I welcomed 2016 in the San Francisco Bay Area at my childhood home, now my younger son’s domicile. Thus on New Year’s Day, I made æbleskiver (Danish pancakes) using my great grandmother’s recipe and her, well over 100 year old, cast iron pan.
Æbleskiver on New Year’s Day 2016; a family tradition.
Back in Oaxaca, February brought a community Día de Amor y Amistad fiesta in my apartment complex. Have I mentioned? I have wonderful neighbors!
Valentine’s Day party decorations in the patio.
March was unseasonably hot, but the blue skies and flamboyant trees beginning to bloom made it bearable.
Flamboyant trees, Santo Domingo de Guzmán, and agave.
April took me to Cuba, a lifelong dream finally realized. It was more fascinating, confounding, and fabulous than I had ever expected.
View from the Hotel Habana Riviera.
By May, the flamboyant trees had leafed out and were in full bloom — and we needed it, as the hot-hot-hot temperatures continued.
Flamboyant trees and Santo Domingo de Guzmán looking picture perfect.
A calavera on the streets of Oaxaca in June? Absolutely! She knows no season.
Sad calavera standing on the sidewalk.
And, then there was July! So much to see and do, this month warrants three images.
Indigenous pipe and drums lead off the first, and stormy, Guelaguetza desfile.
El Jardín Etnobotánico was again the site of the Mole Festival. So beautiful!
Vela Vinnii Gaxheé parade float waiting for the Intrepidas to board.
The rainy season was in full force in August and I loved standing on my terrace watching the storms approach, though sometimes they didn’t make it all the way to Casita Colibrí. Microclimates!
Storm approaching the city from the south.
September brought the second major feast day in Teotitlán del Valle: Fiesta a la Natividad de la Virgen María.
Bringing canastas to the church for the unmarried women and girls to carry in the convite.

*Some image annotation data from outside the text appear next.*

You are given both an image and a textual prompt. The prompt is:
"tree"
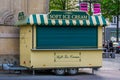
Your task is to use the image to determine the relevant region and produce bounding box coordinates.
[50,0,78,10]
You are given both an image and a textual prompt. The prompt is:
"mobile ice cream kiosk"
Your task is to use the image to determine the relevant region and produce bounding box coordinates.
[17,11,108,75]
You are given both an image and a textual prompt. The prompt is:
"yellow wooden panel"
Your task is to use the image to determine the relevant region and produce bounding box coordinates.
[20,26,32,67]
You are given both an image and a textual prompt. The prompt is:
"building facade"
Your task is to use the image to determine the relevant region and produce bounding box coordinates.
[0,0,49,64]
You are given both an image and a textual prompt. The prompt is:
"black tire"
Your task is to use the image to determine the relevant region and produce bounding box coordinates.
[67,68,78,75]
[54,69,65,76]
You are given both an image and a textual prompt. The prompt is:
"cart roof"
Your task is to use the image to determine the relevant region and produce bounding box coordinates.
[16,14,109,26]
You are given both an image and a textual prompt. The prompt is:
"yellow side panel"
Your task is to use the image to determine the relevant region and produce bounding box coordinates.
[98,27,103,48]
[20,26,32,67]
[31,50,102,68]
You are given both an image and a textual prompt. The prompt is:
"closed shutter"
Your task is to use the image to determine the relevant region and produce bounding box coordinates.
[36,26,98,49]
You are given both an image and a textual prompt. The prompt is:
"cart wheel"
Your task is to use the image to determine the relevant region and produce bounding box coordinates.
[68,68,78,75]
[55,69,65,76]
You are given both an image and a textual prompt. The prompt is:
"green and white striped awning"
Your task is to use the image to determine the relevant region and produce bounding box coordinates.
[17,14,109,26]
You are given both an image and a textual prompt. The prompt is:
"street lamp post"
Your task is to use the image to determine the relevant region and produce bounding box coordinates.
[116,0,120,42]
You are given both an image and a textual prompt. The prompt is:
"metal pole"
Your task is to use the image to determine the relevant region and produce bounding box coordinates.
[116,0,119,42]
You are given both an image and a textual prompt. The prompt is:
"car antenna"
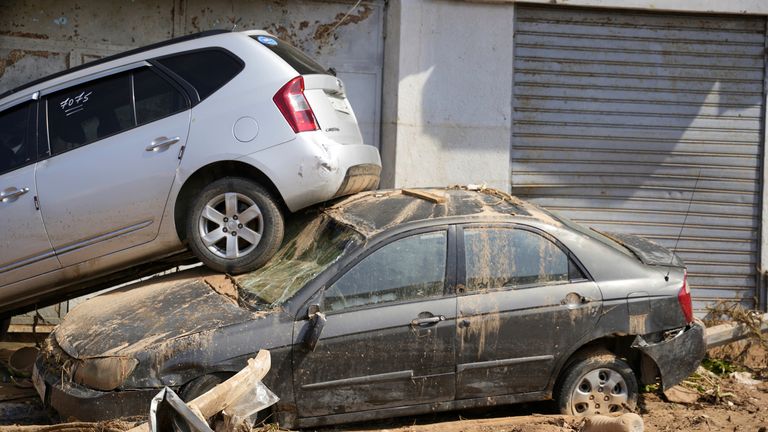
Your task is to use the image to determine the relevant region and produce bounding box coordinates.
[664,168,701,281]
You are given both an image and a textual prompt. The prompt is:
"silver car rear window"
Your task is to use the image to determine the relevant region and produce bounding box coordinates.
[251,35,328,75]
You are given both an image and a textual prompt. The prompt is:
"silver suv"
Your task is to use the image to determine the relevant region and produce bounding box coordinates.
[0,31,381,316]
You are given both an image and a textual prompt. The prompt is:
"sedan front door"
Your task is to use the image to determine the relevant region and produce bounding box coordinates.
[0,103,59,296]
[456,226,602,399]
[37,67,190,267]
[294,229,456,417]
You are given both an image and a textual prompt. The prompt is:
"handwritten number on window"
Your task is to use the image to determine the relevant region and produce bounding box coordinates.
[59,90,93,117]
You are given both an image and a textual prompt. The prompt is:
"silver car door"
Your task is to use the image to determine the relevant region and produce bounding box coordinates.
[0,103,59,290]
[37,67,190,267]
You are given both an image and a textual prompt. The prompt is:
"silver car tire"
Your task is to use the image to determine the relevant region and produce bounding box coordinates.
[555,354,638,416]
[186,177,284,274]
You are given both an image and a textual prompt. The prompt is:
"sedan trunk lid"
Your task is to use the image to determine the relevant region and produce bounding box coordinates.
[599,231,685,267]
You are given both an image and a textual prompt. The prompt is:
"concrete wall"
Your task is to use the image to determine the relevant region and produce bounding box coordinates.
[382,0,514,190]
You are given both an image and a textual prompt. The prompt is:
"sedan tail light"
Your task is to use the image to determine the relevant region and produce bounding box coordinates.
[272,76,320,133]
[677,270,693,323]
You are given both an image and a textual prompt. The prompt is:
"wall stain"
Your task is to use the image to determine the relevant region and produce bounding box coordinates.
[0,49,51,77]
[0,30,49,40]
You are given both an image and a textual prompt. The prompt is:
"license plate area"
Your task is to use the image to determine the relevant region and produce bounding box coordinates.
[328,96,349,114]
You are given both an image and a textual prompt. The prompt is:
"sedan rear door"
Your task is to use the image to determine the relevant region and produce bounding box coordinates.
[456,225,602,399]
[294,228,456,418]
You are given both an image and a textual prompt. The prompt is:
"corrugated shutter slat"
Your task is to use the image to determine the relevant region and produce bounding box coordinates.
[511,5,766,312]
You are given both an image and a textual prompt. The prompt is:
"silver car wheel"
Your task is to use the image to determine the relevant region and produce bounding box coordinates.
[198,192,264,259]
[571,368,629,416]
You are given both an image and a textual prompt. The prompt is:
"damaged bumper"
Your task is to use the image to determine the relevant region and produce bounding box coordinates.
[33,358,162,421]
[632,322,707,390]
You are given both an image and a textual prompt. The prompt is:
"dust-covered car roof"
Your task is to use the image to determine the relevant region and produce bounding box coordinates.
[324,186,560,237]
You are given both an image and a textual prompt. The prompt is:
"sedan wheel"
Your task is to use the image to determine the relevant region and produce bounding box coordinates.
[557,354,638,416]
[187,177,284,274]
[198,192,264,259]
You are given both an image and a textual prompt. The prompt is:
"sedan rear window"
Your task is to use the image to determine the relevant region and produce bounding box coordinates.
[251,35,328,75]
[157,48,245,100]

I was in California from late September to early October, and when I returned there was a new exhibition in the courtyard of the Museo de Arte Prehispánico de México Rufino Tamayo.
Some of the 2501 migrant sculptures by the late Alejandro Santiago.
For the past couple of years, one of my destinations on November 1 has been the panteón in Tlacolula de Matamoros; its beauty and tranquility always take my breath away.
Light and shadows cast by the daughters of the Tule tree, play off the colors of the chapel in the panteón.
Later in November, I spent a delightful Thanksgiving with family and friends on the east coast of the USA, but returned to spend Christmas in Oaxaca for the first time in three years. It was just as joyous and colorful as I remembered!
Nochebuena angels on a float in the zócalo.
These three are the future; let’s vow to do all we can to give them a better world than the 2016 one that is departing.